The Wall of Technical Debt
25.02.2020 | 3 min read
We often hear about business leaders’ concerns about technical debt and particularly about how to manage it effectively. We know that just like financial debt, companies need to be wise about incurring tech debt, because, if accumulated over the years, it can lead to a number of problems. But, is it all bad news? And what can you do to stay on top of it as a business? We speak to Mathias Verraes, software strategy consultant, about the methods for managing technical debt, and his prediction for how AI might impact this challenge in the future.
1. “Technical debt” is a term that’s used to describe software design choices that turn out to be ineffective, poorly selected, or no longer valid. Why do you think “technical debt” can be so detrimental to businesses?
I don’t think technical debt is inherently bad. Business take out financial debt all the time, it’s a way to invest in something before you have the money. There’s a finance department that carefully manages debt, optimises if and how to pay it back, negotiates interest rates, refinances debt… Technical debt on the other hand is invisible. The CTO doesn’t usually know how much technical debt they have. There’s not even a good way of measuring how much debt there is or how much impact it has on the business.
If we did understand the consequences of each suboptimal design choice, we could be strategic about which debt to pay back when.
2. You came up with the idea of a “Wall of Technical Debt” – could you tell us a bit more about what this is and how it works?
The software industry needs to figure this out, but it might take decades. In the meantime, I like simple approaches that can be implemented by a single team during a lunch break with no need for approval. With the Wall of Technical Debt, you start measuring only problems that you run into, and you fix the ones that you run into repeatedly. Not based on gut feeling as usually happens, but based on empirical data.
The next part is the really fascinating one to me. When technical debt becomes visible, the team starts having conversations: “Should I spend an extra day cleaning up this code? Is it worth it, what’s the ROI?” Taking out or removing technical debt changes from being decided by individuals, to being a team negotiation.
3. What are the main things that usually stand in the way of reducing, or even abolishing technical debt in a business?
Definitely the lack of visibility.
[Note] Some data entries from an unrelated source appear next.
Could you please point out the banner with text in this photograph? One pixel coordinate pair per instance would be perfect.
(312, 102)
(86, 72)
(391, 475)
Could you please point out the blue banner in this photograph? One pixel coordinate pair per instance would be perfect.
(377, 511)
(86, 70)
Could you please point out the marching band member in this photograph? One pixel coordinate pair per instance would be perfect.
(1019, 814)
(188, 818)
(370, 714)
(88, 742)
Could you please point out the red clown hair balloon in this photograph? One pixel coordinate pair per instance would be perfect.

Sure, people put them in digital issue trackers, but that’s the equivalent of shoving it under the carpet.
There’s no shame in taking out new technical debt, because you are not your code. Technical debt is an investment, not a crime — unless you’re hiding debt, then you’re cooking the books!
4. Do you think the rise of new AI solutions will have an impact on the collective “technical debt” of businesses? How, overall, do you see this issue panning out in the future?
Right now there are tools that attempt to measure some forms of technical debt, change patterns, time spent on code etc. I’m sure there are a lot of opportunities to make measuring massively smarter with AI, and even fixing some classes of debt. AI could give a CTO good inputs to decide where to focus efforts. The strategy itself will remain a human decision for a long time though.